Understanding mechanisms of synergy between bacterial anti-phage defences. (4566)

Antimicrobial resistance (AMR) poses one of the greatest threats to human health of our time. Mobile genetic elements (MGEs), such as phages and plasmids, play a key role in AMR dissemination, but also present a promising tool for development of alternative antimicrobials. The spread of MGEs is fundamentally shaped by bacterial defence systems, which can block AMR and limit the efficacy of phage-based therapies. Good examples of such defences are Restriction-Modification (RM) and CRISPR-Cas systems, both of which have revolutionised our DNA manipulating abilities. Crucially, an astonishing number of other defences have been discovered in recent years. But how important are these defences in blocking MGE infection, and do they always work on their own or in concert with other defences?
This question is addressed in an interdisciplinary project in the groups of Prof van Houte (Univ of Exeter) and Prof Szczelkun (Univ of Bristol), with collaborations with teams from Liverpool, Bath, Durham, St Andrews and Exeter, who are all part of a recently funded BBSRC sLoLa network that you will automatically become part of.

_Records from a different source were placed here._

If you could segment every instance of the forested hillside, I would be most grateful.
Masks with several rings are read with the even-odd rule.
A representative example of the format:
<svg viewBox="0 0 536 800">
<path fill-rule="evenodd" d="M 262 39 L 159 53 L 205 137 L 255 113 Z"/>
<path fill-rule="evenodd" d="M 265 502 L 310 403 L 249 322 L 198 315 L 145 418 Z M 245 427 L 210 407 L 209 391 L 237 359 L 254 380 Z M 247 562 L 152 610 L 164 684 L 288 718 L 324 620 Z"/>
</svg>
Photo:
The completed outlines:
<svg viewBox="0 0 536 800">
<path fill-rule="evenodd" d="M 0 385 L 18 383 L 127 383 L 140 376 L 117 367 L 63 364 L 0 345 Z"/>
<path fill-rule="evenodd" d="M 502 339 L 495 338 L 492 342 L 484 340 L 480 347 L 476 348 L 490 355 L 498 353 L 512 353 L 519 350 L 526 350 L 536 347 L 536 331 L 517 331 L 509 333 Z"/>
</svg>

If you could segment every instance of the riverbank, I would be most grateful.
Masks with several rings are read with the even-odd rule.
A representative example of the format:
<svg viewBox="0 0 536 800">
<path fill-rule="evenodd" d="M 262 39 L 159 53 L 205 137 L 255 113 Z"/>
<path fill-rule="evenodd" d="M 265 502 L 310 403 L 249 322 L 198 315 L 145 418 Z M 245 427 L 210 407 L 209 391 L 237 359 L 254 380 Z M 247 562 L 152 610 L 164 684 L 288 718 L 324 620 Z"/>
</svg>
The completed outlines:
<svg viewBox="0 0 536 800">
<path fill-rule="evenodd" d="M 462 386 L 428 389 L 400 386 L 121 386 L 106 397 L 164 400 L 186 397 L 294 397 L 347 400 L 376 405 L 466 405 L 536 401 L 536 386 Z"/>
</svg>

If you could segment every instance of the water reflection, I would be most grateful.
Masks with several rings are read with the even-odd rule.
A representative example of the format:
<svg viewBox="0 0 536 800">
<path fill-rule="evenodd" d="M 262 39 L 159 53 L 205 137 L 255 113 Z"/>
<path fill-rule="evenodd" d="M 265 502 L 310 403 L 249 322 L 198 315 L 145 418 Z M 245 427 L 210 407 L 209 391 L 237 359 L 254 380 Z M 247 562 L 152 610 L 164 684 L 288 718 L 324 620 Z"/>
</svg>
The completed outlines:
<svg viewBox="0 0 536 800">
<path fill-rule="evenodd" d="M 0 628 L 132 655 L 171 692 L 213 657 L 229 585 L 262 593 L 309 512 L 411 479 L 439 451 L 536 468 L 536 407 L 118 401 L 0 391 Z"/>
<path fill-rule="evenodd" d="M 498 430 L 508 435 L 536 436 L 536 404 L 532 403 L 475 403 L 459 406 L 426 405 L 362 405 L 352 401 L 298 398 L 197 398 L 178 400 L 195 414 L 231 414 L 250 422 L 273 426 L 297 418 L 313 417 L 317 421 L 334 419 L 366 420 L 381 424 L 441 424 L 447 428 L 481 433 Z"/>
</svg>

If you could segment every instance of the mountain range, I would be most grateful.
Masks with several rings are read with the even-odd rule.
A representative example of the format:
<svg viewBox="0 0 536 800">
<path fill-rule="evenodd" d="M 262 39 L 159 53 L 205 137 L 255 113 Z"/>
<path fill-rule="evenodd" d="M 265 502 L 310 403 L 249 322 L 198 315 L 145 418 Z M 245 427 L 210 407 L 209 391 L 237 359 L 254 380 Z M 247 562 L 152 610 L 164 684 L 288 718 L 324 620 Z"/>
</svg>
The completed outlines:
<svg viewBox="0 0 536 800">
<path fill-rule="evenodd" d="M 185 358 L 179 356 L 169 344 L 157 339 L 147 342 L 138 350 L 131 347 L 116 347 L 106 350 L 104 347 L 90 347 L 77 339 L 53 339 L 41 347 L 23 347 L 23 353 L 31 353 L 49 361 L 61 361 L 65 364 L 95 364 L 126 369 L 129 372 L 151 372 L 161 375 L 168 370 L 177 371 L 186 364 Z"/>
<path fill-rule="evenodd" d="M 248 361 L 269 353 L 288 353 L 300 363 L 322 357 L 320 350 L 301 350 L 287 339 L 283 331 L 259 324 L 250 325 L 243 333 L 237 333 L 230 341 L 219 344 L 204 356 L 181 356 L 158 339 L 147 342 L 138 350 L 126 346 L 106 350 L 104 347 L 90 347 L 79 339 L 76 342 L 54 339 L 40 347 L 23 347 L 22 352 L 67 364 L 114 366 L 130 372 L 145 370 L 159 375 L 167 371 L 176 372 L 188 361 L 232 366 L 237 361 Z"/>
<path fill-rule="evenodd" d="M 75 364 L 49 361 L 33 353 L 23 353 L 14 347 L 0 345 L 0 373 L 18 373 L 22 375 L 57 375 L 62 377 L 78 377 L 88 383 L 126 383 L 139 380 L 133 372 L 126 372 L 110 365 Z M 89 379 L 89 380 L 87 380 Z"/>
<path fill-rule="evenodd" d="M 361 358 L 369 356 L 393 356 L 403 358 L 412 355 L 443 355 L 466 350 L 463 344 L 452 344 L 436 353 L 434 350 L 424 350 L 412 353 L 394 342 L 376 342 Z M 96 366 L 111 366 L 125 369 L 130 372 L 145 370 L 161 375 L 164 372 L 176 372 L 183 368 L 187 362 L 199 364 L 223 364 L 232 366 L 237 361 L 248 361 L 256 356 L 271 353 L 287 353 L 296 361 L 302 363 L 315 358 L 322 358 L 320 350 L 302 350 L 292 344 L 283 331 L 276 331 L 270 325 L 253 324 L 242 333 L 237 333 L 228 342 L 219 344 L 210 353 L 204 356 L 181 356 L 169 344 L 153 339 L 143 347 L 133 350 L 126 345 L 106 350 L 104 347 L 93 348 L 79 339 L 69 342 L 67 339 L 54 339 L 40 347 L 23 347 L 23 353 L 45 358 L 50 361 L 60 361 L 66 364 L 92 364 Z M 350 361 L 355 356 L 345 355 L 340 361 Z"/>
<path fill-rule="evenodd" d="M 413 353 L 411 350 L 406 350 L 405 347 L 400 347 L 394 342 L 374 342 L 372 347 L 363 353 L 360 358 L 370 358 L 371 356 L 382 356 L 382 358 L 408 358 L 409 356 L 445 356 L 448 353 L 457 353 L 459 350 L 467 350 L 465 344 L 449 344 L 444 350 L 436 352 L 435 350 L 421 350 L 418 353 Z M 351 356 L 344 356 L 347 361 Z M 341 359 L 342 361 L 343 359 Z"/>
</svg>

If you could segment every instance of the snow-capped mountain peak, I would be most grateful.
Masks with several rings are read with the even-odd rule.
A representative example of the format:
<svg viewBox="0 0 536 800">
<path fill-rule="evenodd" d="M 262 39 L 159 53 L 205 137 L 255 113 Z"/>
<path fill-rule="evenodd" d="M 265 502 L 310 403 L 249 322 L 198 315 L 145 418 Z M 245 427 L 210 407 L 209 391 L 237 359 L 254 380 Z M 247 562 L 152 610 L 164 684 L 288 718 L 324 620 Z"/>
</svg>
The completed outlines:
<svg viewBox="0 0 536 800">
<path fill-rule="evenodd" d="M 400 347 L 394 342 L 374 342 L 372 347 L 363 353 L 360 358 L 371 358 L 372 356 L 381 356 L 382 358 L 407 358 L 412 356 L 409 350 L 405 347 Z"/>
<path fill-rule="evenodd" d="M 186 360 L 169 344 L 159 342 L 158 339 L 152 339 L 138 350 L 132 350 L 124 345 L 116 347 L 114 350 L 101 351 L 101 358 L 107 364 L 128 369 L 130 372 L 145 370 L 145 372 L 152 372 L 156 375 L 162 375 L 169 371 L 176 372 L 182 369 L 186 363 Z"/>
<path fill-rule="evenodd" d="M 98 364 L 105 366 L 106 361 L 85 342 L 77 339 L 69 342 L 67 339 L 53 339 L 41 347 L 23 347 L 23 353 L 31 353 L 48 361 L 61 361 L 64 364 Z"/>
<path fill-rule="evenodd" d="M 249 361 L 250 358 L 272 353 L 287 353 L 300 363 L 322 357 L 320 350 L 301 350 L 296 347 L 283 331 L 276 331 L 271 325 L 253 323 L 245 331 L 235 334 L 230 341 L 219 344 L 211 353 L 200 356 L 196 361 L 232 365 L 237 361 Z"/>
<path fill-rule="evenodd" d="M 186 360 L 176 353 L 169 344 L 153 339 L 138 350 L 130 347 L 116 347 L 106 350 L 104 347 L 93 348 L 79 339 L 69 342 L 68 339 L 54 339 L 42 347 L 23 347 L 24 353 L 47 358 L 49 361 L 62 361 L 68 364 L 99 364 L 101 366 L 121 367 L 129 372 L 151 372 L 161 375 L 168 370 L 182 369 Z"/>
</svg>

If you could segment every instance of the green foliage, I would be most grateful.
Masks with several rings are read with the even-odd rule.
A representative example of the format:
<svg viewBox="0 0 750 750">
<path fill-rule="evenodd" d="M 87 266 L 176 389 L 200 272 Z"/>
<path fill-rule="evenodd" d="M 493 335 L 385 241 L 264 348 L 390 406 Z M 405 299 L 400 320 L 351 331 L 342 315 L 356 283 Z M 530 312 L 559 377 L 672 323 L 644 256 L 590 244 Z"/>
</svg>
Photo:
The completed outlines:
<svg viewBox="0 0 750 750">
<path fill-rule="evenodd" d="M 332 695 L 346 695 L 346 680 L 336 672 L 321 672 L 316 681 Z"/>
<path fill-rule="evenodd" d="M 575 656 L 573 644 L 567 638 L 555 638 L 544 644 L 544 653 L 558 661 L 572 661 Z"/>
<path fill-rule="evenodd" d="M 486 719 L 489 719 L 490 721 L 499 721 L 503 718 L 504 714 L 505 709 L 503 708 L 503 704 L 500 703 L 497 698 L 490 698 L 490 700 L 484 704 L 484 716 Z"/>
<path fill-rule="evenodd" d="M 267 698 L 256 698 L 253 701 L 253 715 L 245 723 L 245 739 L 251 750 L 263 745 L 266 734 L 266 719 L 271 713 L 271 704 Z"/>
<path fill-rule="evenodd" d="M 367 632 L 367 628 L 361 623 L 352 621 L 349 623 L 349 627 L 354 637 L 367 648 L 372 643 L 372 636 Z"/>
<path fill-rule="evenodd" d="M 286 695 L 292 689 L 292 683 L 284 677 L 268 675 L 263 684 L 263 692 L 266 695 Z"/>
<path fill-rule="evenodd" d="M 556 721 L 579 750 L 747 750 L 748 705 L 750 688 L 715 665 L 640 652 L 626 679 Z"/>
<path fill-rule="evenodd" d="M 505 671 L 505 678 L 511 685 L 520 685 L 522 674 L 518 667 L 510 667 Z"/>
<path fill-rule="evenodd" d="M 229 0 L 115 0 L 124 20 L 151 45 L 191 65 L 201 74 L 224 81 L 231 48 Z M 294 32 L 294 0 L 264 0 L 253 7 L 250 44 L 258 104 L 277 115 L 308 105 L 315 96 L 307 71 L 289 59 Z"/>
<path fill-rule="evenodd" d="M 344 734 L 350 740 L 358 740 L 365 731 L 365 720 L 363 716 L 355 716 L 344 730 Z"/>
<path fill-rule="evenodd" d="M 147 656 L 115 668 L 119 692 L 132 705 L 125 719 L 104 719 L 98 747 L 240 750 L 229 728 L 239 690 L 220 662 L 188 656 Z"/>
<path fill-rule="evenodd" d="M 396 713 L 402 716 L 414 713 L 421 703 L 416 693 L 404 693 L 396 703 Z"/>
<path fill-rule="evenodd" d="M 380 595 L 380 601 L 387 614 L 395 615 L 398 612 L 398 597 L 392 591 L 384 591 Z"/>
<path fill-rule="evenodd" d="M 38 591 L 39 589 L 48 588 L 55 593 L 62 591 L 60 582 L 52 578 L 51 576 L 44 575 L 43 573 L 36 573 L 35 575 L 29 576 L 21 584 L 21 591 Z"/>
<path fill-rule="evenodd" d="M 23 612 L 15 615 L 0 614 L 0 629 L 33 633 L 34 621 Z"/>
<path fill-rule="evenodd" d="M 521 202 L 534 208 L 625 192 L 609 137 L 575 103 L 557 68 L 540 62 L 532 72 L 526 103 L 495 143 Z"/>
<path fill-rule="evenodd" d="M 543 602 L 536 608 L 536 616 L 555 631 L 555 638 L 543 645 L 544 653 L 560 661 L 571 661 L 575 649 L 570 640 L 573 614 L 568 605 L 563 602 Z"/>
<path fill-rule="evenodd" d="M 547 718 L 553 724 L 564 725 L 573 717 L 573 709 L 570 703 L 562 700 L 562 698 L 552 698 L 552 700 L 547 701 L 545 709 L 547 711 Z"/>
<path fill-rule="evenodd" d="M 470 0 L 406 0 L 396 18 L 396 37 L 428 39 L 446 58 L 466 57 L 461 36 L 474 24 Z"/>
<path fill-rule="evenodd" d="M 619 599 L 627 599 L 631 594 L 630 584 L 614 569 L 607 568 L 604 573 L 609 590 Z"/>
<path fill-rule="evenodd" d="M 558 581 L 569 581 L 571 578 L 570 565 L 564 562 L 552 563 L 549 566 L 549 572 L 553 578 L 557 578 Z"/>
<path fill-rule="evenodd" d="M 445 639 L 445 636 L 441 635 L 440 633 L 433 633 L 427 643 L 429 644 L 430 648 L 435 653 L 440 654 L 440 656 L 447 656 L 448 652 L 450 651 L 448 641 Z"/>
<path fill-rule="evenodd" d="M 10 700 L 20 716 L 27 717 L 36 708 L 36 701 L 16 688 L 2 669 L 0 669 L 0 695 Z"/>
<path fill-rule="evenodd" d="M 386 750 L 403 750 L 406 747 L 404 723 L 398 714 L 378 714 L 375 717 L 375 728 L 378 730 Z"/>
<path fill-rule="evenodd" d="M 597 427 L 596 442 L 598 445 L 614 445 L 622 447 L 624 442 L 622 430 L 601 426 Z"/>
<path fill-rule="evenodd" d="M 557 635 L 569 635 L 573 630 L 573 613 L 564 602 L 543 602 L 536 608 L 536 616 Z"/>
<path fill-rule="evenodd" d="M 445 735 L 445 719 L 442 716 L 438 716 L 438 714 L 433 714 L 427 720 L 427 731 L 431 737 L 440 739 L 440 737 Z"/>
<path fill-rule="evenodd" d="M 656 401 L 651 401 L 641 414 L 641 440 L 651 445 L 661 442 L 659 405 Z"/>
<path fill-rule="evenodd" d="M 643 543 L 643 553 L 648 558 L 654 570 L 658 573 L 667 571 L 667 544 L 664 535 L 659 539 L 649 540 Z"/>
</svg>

You will use a set of 300 sequenced isolates of the human pathogen Pseudomonas aeruginosa to investigate synergy between defence systems and how this impacts MGE infectivity. Preliminary analysis show that these isolates have on average 8 different defence systems/genome, with huge variation between isolates (min. 2, max. 18 systems/genome).
You will use various bioinformatics approaches to understand which defences preferentially co-occur in genomes of these isolates. You will then carry out large-scale infection assays on the isolate collection using a panel of different phages to establish correlations between phage infectivity/resistance and defence combinations. Genome engineering of defence combinations into a reference strain will be used to determine whether these observed correlations have a causal relationship. To establish if and how phages can evolve to overcome defence combinations, you will use novel sequencing methodologies based on NanoPore sequencing. Finally, you will study the consequences of defence combinations at the individual cell level using single cell microscopy.
You will be primarily based in the lab of Prof Stineke van Houte at Exeter's Cornwall campus, who is a Lister prize fellow and ERC grant holder with a thriving and expanding team working on AMR, CRISPR-Cas antimicrobial tool development, and MGE-bacteria interactions. Throughout the project you will work in close collaboration with Prof Szczelkun's lab in Bristol, and other members of the sLoLa network.